Diante do exposto, fica evidente que a principal agravante da pobreza da população do semi-árido brasileiro não é o fenômeno das secas, que embora seja uma realidade, seus efeitos são mais perceptíveis por uma parcela da população (a maioria), que não dispõe das condições mínimas para a existência humana: alimentação adequada, água de boa qualidade, emprego/renda, dentre outras, ou seja, a população que apresenta um nível de vulnerabilidade mais alto.

Por sua vez, é sobre essa população que se encontra o maior risco no que concerne a possibilidade de contrair doenças de veiculação hídrica, pois o modelo de saneamento ambiental brasileiro foi idealizado para atender as áreas urbanas, ficando a população rural, mesmo a que reside próximo aos grandes mananciais, dependente do consumo de água in natura, se expondo aos riscos e, muitas vezes, desprendendo muito esforço físico para ter acesso a uma pequena quantidade de água.
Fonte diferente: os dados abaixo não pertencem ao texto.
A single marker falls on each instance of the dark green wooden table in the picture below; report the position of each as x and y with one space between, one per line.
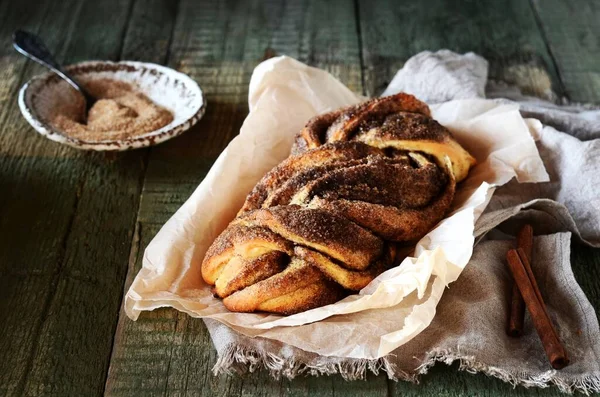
74 224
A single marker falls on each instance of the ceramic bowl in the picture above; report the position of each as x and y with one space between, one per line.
41 96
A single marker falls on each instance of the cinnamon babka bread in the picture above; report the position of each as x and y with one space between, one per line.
326 221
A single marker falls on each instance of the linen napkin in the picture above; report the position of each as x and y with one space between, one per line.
469 324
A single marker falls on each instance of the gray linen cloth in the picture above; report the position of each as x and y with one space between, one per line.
470 322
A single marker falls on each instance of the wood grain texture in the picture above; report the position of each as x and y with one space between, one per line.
68 220
504 32
73 224
572 30
166 352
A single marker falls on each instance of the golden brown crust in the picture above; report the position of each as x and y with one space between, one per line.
326 221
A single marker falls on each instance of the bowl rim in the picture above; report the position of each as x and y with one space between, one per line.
150 138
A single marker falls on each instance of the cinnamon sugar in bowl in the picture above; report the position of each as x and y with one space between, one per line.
138 104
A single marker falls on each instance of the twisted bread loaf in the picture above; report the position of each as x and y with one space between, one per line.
327 220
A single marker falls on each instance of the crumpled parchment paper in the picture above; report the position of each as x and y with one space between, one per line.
283 95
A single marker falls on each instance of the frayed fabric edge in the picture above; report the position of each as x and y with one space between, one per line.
241 359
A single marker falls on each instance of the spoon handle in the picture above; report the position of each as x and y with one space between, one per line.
34 48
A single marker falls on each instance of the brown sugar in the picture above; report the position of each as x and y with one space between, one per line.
119 113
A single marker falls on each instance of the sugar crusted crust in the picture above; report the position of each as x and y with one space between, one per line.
327 220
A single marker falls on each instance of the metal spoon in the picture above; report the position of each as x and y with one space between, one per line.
34 48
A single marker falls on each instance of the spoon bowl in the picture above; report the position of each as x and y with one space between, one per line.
41 98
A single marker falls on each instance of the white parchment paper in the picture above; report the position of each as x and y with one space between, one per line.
283 95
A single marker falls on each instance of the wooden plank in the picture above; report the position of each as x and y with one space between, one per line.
505 32
62 284
517 52
219 46
572 29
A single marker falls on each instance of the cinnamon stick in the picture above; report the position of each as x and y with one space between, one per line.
516 316
521 270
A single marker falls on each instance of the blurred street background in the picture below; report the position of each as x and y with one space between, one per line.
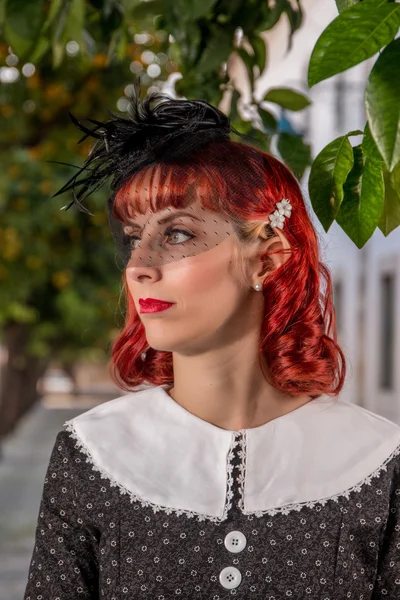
60 279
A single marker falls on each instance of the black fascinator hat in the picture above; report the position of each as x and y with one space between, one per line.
157 129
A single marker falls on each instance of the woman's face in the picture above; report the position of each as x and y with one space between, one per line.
211 306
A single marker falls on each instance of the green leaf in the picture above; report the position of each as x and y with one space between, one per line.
382 103
362 204
343 4
22 25
295 152
328 173
356 34
287 98
390 218
143 10
196 9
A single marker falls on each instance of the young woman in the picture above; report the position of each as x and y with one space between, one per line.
231 467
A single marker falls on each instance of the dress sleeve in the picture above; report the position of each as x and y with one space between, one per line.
64 563
387 582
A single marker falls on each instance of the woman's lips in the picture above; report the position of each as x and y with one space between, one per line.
153 306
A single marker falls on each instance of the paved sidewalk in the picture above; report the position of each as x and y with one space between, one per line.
25 456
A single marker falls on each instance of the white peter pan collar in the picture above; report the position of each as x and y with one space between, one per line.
166 457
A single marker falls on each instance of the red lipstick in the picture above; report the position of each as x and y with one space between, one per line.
151 305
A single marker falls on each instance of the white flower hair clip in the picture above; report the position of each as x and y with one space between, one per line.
284 209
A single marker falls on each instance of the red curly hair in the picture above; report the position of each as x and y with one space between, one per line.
298 337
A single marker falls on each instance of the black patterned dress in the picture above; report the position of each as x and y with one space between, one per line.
145 501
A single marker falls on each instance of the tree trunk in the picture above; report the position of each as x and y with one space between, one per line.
19 377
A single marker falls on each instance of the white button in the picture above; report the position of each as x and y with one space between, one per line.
230 577
235 541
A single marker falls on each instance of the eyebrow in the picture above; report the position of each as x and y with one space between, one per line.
171 217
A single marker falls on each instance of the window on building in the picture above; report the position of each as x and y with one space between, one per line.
386 346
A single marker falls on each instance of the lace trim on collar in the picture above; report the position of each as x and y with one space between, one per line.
285 510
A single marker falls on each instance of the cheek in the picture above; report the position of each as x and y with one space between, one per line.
207 277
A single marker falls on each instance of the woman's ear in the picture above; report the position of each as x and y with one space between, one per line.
278 242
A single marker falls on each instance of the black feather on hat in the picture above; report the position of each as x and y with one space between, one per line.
168 131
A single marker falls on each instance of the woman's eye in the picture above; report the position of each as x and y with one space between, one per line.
168 234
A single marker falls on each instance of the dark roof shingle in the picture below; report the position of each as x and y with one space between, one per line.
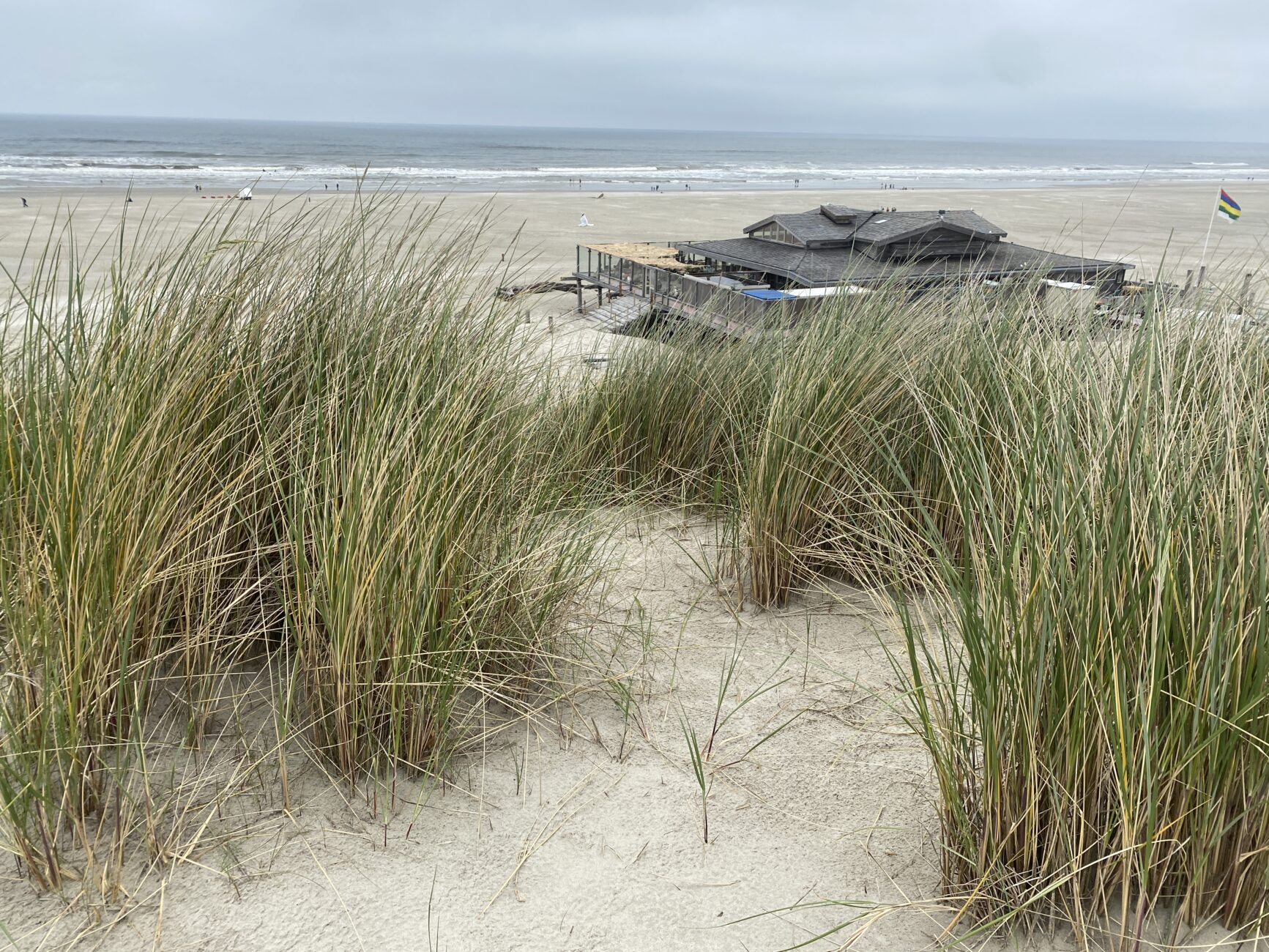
831 266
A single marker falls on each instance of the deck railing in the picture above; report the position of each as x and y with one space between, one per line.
726 309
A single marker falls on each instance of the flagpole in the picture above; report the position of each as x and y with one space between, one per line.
1211 221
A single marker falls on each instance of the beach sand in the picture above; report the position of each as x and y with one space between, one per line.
1145 226
583 828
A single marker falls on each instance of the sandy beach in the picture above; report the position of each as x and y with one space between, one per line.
581 829
1149 226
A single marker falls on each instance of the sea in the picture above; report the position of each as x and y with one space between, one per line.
60 152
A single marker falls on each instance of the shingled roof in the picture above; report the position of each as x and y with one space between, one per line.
839 225
831 266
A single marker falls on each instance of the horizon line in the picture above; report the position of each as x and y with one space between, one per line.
622 128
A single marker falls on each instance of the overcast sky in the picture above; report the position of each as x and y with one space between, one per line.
1150 69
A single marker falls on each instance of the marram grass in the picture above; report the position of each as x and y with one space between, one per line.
1071 524
292 442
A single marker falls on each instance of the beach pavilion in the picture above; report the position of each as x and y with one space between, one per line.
786 261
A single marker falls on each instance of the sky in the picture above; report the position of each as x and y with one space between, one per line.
1076 69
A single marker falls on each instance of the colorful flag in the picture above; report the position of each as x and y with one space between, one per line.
1229 207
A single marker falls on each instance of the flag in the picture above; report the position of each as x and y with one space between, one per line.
1229 207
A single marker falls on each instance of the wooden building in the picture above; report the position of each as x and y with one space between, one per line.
784 261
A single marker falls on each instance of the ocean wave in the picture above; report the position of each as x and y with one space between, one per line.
154 171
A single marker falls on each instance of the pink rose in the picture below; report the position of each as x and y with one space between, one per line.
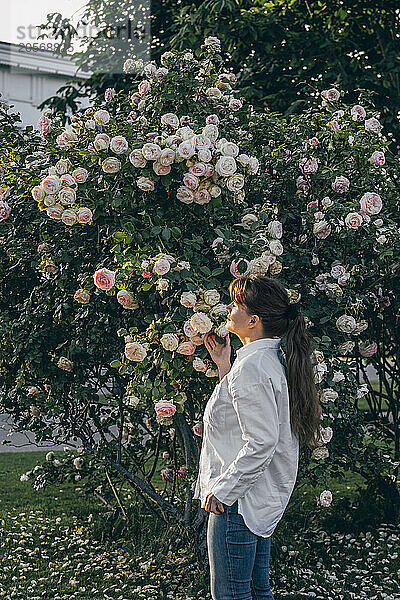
80 175
201 196
321 229
353 220
38 193
135 351
84 215
127 299
5 210
377 158
186 348
68 181
69 217
334 125
312 205
102 116
118 144
371 203
104 279
55 212
161 266
191 181
160 169
51 184
164 408
366 349
357 112
101 142
234 268
185 195
308 165
212 120
4 193
341 185
332 94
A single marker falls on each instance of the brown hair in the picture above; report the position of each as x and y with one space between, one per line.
269 299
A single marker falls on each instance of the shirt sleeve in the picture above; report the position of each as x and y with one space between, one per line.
257 412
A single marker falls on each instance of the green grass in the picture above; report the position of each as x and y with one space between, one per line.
50 538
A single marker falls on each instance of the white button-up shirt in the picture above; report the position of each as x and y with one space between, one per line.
249 451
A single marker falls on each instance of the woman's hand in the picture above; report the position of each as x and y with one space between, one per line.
220 353
213 505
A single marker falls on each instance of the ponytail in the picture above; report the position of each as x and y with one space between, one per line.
305 410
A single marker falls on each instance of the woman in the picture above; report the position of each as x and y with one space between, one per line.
260 413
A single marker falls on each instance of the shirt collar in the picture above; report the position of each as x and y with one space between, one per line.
257 345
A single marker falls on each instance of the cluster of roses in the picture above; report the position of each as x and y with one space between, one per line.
57 193
370 202
348 325
159 265
260 265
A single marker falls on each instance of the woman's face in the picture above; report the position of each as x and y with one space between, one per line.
238 318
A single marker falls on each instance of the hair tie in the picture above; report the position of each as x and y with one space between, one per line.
293 311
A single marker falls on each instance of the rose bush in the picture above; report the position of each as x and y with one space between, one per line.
188 186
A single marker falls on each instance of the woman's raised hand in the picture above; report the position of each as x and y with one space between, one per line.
220 353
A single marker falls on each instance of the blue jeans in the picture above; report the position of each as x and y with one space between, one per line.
238 558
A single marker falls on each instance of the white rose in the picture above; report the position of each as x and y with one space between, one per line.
151 151
137 159
230 149
67 195
226 166
102 116
188 299
170 119
160 169
80 175
161 266
204 154
201 322
328 395
211 297
187 148
275 229
213 93
51 184
346 323
84 214
69 217
185 195
373 125
111 165
135 351
235 182
101 142
167 156
118 144
211 132
169 341
145 184
55 212
199 365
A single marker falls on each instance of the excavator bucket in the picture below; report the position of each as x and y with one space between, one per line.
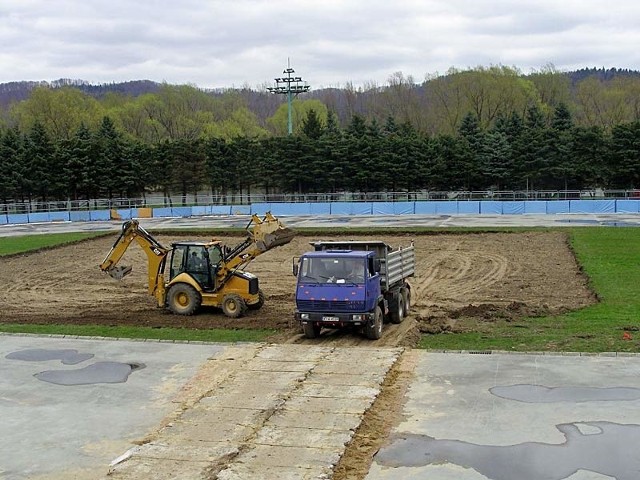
269 233
120 272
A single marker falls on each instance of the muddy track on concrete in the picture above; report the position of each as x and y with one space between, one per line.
484 276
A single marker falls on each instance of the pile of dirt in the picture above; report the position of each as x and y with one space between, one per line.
488 276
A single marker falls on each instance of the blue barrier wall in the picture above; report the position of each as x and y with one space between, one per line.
84 216
39 217
627 206
393 208
98 215
220 209
535 207
471 207
59 216
513 208
435 207
351 208
242 210
592 206
491 208
17 218
560 206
No âmbito dessa região, caracterizada nacionalmente como atrasada em vários aspectos, surge outro cenário, formado por áreas de agricultura intensiva, voltada à exportação, que não vê nos recursos hídricos um agravante para a produção agrícola, pois ao fazer uso da tecnologia os recursos hídricos locais deixam de se apresentar como empecilhos.

Por fim, a limitação que caracteriza os recursos hídricos no Nordeste semi-árido é no que se refere a necessidade de adoção de mecanismos de gestão adequada tanto dos recursos hídricos, através da adoção da bacia hidrográfica enquanto unidade de planejamento ambiental, quanto do potencial humano existente na região, que vem sendo preterido, ao longo de cinco séculos de colonização.